Bild: Felix jetzt in Cambridge? Nein, er faltet Servietten.
Die Einssechzigblondine ist gut drauf. Das merke ich, wenn wir uns treffen.
Seit sie nicht mehr bei mir wohnt, lässt sie sich ausgesprochen gern zum
Essen einladen. Kürzlich hat es uns sogar in ein Outletcenter verschlagen,
wo ich mit ihr die aktuellen Sneakers-Kollektionen hochpreisiger
Sportartikelhersteller begutachten musste. Das, was ich da sah, hatten in
den Achtzigerjahren die Popper getragen. Aber egal, Hauptsache, das Kind
war froh.
Froh ist sie genau genommen, seit sie diese Ausbildung macht.
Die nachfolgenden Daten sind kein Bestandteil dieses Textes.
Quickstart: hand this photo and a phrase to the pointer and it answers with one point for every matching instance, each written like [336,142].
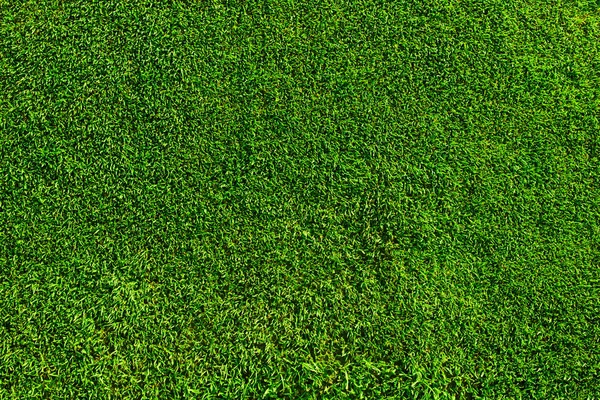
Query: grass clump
[299,199]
Die Lehre.
Sie wird jetzt nämlich „Hotelfachmann/-frau“, wie die Bundesagentur für
Arbeit auf ihrer Website schreibt.
Bevor die Einssechzigblondine sich anschickte, Hotelfachmann/-frau zu
werden, hatte sie es mit einem Hochschul-/Universitätsstudium versucht. Sie
hatte sich etwas besonders Abseitiges ausgesucht, es ging da um ein
untergegangenes Wüstenvolk, dessen Dialekte sie trotzdem zu erlernen hatte.
Außerdem um Über-/Unterreligionsführer, deren wenige Gläubige heute über
den gesamten Globus verteilt sind und sich – vermutlich wegen der ganzen
Dialekte – untereinander kaum verständigen können.
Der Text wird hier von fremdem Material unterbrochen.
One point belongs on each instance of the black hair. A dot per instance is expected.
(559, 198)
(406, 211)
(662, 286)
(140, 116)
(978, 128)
Kurzum, die Einssechzigblondine hatte sich ein richtiges Orchideenfach
ausgesucht, dessen Unübersichtlichkeit und Nichtanwendbarkeit sich ihr
bereits nach wenigen Wochen erschlossen hatte.
Kurzerhand brach sie ab und suchte sich diesen Ausbildungsplatz als
Hotelfachmann/-frau. Und da ist sie jetzt glücklich. Schreibt gute Zensuren
in der Berufsschule, sieht beim Bankett betrunkenen Versicherungsvertretern
beim Immerbetrunkenerwerden zu, wundert sich über Gäste, denen im Hotel die
Fähigkeit abhanden gekommen zu sein scheint, eine Toilettenspülung zu
betätigen. Eine neue Welt. Eine weitaus strukturiertere Welt vor allem als
die des verblichenen Wüstenvolkes.
Unter älteren Eltern ist es ja üblich, sich über die Kinder auszutauschen.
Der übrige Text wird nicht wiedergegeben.